We ordered the optional cheese course and asked for "bold and stinky" cheeses. The result was truly excellent, all five cheese were as good as what one might get in France. Given the mediocrity of US cheese courses, having the Singaporean variety to be so superior was a welcome surprise to me. Unrated since this course varies so wildly with the choice of cheeses, but our selection would have been a 18 or 19.

A pre-dessert palate cleanser followed. Kyoho grape granita was topped with aloe, verjus, Sauternes ice cream, oolong tea foam and a raspberry sugar tuile in the shape of a maple leaf, representing the current fall season. This was an excellent light dish, where all components went very well together 19+.

The main dessert was a buckwheat tarte with pear crumbles, hazelnut pralines, sunchoke ice cream and a caramel sauce. It's interesting to see sunchoke in a dessert, but in this case it was only minimally savory; I wouldn't have been able to guess that it was an ingredient. A very fall-like dessert, sweet and delicious 19.
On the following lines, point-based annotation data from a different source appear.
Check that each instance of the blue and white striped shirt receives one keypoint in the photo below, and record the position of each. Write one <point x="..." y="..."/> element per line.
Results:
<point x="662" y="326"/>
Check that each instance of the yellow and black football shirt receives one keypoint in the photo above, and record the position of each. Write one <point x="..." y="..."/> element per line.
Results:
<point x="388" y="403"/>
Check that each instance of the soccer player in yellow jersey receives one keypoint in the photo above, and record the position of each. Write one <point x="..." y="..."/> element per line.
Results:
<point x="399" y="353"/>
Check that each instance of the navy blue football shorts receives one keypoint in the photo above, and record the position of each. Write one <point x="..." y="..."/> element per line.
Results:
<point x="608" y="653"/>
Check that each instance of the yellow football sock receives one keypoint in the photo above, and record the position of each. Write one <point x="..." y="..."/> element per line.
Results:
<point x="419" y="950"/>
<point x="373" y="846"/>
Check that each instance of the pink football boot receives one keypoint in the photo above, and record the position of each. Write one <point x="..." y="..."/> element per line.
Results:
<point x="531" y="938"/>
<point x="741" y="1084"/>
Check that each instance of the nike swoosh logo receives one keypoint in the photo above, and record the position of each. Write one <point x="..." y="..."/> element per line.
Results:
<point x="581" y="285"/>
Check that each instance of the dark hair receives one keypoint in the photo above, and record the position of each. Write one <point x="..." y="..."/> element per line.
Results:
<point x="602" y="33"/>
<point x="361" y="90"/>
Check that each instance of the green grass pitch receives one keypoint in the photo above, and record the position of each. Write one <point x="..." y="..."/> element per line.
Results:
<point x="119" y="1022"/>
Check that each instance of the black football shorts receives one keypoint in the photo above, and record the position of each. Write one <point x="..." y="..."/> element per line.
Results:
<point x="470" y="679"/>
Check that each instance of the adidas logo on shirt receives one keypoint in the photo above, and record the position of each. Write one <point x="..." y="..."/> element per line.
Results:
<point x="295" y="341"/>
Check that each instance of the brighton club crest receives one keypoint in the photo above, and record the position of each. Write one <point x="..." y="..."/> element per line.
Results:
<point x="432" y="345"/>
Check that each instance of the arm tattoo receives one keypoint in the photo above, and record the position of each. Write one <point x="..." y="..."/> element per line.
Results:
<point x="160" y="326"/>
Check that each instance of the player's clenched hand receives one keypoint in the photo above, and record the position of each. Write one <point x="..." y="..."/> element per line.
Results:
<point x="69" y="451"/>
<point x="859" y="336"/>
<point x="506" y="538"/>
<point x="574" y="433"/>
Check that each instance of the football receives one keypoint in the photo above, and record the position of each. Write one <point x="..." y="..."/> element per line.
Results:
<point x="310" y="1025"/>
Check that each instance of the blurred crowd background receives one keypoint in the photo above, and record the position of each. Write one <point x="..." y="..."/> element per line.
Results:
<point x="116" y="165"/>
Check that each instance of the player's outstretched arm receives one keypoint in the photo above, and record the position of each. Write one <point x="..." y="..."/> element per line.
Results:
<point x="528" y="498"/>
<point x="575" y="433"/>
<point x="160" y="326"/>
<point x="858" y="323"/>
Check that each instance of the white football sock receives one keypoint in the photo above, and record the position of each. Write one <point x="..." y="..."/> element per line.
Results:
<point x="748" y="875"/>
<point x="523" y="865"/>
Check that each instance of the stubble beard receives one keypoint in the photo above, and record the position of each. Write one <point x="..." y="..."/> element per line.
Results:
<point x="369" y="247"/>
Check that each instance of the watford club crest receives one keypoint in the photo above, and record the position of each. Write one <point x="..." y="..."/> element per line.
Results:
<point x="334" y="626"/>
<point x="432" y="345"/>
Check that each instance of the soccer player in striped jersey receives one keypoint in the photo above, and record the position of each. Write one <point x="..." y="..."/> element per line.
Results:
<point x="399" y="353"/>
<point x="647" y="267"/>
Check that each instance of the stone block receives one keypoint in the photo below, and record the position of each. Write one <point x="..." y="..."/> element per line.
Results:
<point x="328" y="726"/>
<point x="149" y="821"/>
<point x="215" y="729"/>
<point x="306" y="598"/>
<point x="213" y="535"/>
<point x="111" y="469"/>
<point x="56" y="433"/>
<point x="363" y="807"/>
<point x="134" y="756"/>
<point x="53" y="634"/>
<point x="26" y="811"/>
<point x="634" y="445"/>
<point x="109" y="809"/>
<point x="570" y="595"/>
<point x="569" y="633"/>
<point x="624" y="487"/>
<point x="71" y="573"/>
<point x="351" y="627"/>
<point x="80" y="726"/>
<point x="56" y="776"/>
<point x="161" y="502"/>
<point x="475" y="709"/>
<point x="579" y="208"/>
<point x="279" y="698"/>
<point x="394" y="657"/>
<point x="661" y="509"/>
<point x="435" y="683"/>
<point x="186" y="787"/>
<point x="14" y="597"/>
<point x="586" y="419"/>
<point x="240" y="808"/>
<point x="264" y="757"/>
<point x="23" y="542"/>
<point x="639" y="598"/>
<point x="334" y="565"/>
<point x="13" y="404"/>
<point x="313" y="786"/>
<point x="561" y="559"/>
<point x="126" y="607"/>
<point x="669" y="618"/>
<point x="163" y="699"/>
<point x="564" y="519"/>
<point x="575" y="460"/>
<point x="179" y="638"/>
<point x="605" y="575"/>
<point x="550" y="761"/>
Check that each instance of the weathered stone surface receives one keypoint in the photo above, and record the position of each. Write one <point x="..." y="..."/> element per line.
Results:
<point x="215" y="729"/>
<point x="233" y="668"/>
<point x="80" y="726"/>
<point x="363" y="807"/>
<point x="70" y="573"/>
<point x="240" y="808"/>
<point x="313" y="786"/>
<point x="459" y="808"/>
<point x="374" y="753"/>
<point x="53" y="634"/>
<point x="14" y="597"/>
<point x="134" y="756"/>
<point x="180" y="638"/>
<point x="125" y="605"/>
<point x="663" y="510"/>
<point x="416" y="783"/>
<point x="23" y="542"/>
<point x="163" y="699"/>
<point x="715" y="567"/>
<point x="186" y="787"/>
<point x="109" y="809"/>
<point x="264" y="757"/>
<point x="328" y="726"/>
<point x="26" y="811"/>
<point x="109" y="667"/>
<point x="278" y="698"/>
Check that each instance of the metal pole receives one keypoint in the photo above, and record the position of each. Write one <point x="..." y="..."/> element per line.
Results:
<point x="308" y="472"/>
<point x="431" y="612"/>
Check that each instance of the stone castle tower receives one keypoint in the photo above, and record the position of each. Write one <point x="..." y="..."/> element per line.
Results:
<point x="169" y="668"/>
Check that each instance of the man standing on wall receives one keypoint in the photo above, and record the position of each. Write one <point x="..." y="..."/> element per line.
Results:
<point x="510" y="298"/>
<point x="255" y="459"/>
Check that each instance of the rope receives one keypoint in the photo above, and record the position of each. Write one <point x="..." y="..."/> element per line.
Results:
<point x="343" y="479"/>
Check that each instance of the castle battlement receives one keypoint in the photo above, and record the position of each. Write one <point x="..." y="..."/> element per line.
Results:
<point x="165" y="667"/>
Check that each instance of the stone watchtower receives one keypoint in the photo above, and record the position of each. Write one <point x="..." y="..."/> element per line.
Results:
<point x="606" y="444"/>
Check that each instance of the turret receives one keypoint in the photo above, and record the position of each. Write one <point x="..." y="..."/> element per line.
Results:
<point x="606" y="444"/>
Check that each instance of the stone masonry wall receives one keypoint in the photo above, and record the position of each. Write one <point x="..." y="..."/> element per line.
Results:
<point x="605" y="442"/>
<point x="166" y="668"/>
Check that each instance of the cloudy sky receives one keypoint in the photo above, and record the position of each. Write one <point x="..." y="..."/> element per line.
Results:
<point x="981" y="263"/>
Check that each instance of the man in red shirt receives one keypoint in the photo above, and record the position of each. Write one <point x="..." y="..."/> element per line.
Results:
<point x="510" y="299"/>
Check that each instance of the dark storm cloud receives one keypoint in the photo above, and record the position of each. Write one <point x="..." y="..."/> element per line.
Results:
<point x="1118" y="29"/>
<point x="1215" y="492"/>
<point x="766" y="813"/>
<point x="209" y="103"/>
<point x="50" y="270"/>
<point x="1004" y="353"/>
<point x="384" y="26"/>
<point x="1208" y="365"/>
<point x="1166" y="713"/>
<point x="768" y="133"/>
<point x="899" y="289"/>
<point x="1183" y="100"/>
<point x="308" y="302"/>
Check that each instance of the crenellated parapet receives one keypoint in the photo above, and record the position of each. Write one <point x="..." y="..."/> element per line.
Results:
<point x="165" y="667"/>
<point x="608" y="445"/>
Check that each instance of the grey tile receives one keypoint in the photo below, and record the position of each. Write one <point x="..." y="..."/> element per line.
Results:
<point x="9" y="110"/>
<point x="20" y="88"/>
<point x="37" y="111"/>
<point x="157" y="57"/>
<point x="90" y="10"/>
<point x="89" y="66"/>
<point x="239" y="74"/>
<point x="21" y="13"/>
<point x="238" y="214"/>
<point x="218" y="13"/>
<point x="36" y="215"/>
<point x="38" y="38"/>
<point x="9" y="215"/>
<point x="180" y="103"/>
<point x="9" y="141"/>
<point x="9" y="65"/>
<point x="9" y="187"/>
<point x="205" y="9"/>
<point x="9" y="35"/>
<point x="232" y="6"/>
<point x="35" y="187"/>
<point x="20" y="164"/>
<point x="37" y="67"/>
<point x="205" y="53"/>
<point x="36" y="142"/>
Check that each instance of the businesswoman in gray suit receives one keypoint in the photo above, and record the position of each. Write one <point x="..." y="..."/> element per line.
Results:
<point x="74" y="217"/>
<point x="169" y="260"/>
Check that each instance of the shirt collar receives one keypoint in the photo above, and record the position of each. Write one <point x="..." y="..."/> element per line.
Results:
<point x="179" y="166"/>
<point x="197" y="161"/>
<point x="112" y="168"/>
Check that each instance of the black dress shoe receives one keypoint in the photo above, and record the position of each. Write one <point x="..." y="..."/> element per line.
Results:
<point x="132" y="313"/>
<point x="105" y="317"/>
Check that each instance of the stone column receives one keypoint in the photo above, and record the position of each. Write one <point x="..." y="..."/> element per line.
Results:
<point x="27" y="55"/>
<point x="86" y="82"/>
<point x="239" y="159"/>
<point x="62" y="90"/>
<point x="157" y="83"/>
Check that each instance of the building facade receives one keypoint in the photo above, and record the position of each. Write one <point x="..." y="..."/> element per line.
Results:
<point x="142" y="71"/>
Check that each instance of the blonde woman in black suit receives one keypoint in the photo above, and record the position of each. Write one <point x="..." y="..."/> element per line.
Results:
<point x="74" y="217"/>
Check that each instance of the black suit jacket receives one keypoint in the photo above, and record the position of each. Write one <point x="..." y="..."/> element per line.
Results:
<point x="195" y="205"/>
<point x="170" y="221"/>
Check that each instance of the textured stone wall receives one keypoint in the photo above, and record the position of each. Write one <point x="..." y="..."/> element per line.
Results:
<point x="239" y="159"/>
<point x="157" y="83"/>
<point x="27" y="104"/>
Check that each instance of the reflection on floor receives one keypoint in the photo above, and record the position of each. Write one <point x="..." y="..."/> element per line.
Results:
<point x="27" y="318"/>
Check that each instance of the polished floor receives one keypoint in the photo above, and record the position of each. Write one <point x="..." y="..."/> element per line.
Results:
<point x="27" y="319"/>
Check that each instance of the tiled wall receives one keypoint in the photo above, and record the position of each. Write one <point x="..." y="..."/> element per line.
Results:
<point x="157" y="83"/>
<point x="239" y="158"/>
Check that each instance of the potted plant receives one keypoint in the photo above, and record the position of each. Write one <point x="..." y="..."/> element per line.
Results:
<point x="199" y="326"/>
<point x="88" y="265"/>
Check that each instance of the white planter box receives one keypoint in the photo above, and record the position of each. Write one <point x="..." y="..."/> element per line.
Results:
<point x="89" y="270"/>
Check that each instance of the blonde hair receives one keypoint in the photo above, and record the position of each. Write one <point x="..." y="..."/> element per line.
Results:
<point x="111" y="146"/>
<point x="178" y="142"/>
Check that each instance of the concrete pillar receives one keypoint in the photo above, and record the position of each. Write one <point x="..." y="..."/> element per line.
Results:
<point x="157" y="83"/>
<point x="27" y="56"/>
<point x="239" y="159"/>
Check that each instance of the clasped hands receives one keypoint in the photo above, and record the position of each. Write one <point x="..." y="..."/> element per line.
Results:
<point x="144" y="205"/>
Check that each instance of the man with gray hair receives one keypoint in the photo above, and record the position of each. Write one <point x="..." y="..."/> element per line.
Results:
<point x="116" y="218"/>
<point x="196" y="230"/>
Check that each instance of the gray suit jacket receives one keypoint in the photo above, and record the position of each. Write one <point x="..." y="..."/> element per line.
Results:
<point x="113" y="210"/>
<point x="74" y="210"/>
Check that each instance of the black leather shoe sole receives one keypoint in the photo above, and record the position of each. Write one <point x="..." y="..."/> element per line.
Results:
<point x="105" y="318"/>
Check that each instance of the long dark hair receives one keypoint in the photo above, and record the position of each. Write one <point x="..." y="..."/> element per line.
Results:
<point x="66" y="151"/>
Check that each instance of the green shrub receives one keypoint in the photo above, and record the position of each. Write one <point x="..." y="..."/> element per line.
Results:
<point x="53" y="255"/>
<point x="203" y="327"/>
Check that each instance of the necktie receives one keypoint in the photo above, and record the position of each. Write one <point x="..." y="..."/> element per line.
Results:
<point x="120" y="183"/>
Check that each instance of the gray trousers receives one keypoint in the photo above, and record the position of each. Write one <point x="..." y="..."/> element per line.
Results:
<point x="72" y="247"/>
A quartet of petit fours concluded our dinner. An ice cream lolly was flavored with apricots, lavender and thyme. The resulting taste was mostly of dried apricots. Nice enough, but not too exciting 17.

Three kinds of fruit had been minimally prepared: fuji apples, musk melon and black honey persimmons. Good fruit, but hard to rate since they were served as-is 17.

A small cannele was flavored with vanilla and rum. It was very crispy and crunchy on the outside, but (maybe due to its size) there was (too) little dough on the inside. Still pretty good, though 18.

Finally, a small chocolate tarte topped with tonka bean dust was crunchy, but not very chocolaty 17.

Overall: An excellent French restaurant that uses a small amount of regional ingredients, but otherwise does not give any nods to local spices or culinary techniques. If you served the same dinner in Paris, nobody would bat an eyelid. While I was disappointed by the lack of a "sense of place", I cannot fault the result on a taste-level. This was a consistently very delicious, assuredly prepared meal. Maybe less exciting than our meal at Zén the day before, but probably more tasty overall 18.